Noting that “digital identities are the new global currency to protect against attacks from fraudsters across the globe”, ThreatMetrix picked up on more than 75 million attacks during the quarter as cyber-criminals used proxies, device and location spoofing to assume other users' identities or piggy-back user sessions with man-in-the-middle attacks or malware.

Those figures represented an increase from earlier in the year, India and the Dominican Republic joined the US, UK and Germany as the top 5 attack originators for the period, with cybercriminals focusing on online lenders, domestic transactions rather than international, and payment and login attacks targeted at financial institutions.

Some 20 percent of transactions monitored by ThreatMetrix were payment-related, and 3.1 percent of those were flagged as representing attack traffic. This was much higher proportionally than account-creation activity, 3.1 percent of which was also fraudulent despite representing 77 percent of overall traffic.

Account-login traffic represented just 3 percent of monitored traffic, with 4.1 percent of monitored traffic representing attack attempts. Within monitored e-commerce traffic, however, account-login fraud was much higher, at 6.7 percent of all traffic.

This change was attributed to growing usage of mobile apps, which generate additional login traffic and shuttle users between screens as part of normal activities.

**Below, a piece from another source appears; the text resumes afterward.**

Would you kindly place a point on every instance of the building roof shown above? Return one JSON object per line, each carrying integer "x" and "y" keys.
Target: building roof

Australia was also fingered as being among the top 10 originators of attack traffic – putting it in the company of France, China, Brazil and the Netherlands.

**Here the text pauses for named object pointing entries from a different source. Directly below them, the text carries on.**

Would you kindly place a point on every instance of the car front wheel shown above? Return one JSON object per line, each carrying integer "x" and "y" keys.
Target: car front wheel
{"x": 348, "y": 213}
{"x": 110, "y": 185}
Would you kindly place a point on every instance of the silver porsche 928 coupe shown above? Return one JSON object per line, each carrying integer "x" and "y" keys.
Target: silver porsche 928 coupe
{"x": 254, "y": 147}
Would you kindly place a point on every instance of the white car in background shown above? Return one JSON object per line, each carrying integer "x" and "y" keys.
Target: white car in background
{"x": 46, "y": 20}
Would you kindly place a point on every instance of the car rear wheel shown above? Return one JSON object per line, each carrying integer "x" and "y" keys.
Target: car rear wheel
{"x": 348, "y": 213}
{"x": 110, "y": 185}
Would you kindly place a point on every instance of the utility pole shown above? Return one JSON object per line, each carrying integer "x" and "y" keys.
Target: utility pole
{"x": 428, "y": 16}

Data breaches and botnets were driving the surge in cybercrime, the company's analysis reported, with mobile usage up 10 percent compared to the previous report and Apple devices in particular representing a significant risk as they accounted for nearly two-thirds of mobile transactions (this, despite the market-share dominance of Google's rival Android platform).

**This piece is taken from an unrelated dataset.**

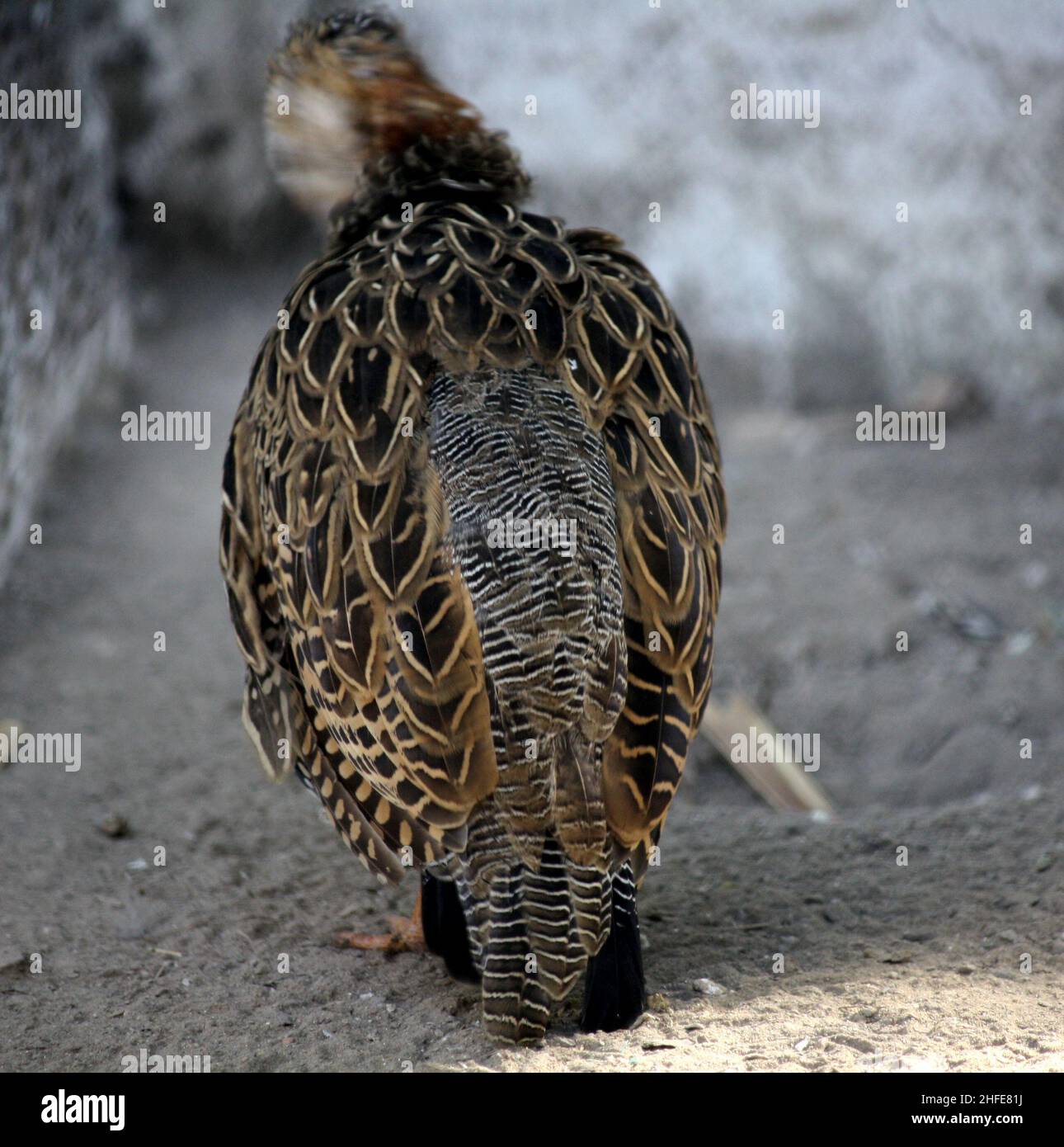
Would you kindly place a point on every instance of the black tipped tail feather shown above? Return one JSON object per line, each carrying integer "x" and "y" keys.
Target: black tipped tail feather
{"x": 614, "y": 994}
{"x": 444, "y": 925}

Although Apple's iOS platform is relatively less exposed to malware, recent successful malware such as KeyRaider and zero-day exploits show it is not invulnerable. The concentration of financial transactions on iOS devices may also be particularly worrisome as recent research suggests that only 1 in 4 businesses was properly managing employees' Apple devices – crucial to ensure mobile devices are properly secured.

ThreatMetrix analysis flagged 2.2 percent of iPhone traffic and 1.7 percent of iPad traffic as relating to attacks on the devices, compared with 2.8 percent of Android traffic and 2.2 percent of Windows traffic.

Yet iPhone traffic represented 44 percent of all monitored transactions – compared with 35 percent on Android devices and 17 percent on iPads – showing consumers' broad interest in mobile transactions that need to be secured.

New security exposures were becoming increasingly problematic as fraudsters increasingly worked to correlate multiple data sources to build deep user profiles that could be used for future attacks.

“As crimeware tools gain traction, The [ThreatMetrix] Network is seeing more and more traffic that is cloaked,” the report warned, “especially for new account creation where the fraudsters use stolen identities along with these tools to defraud businesses.”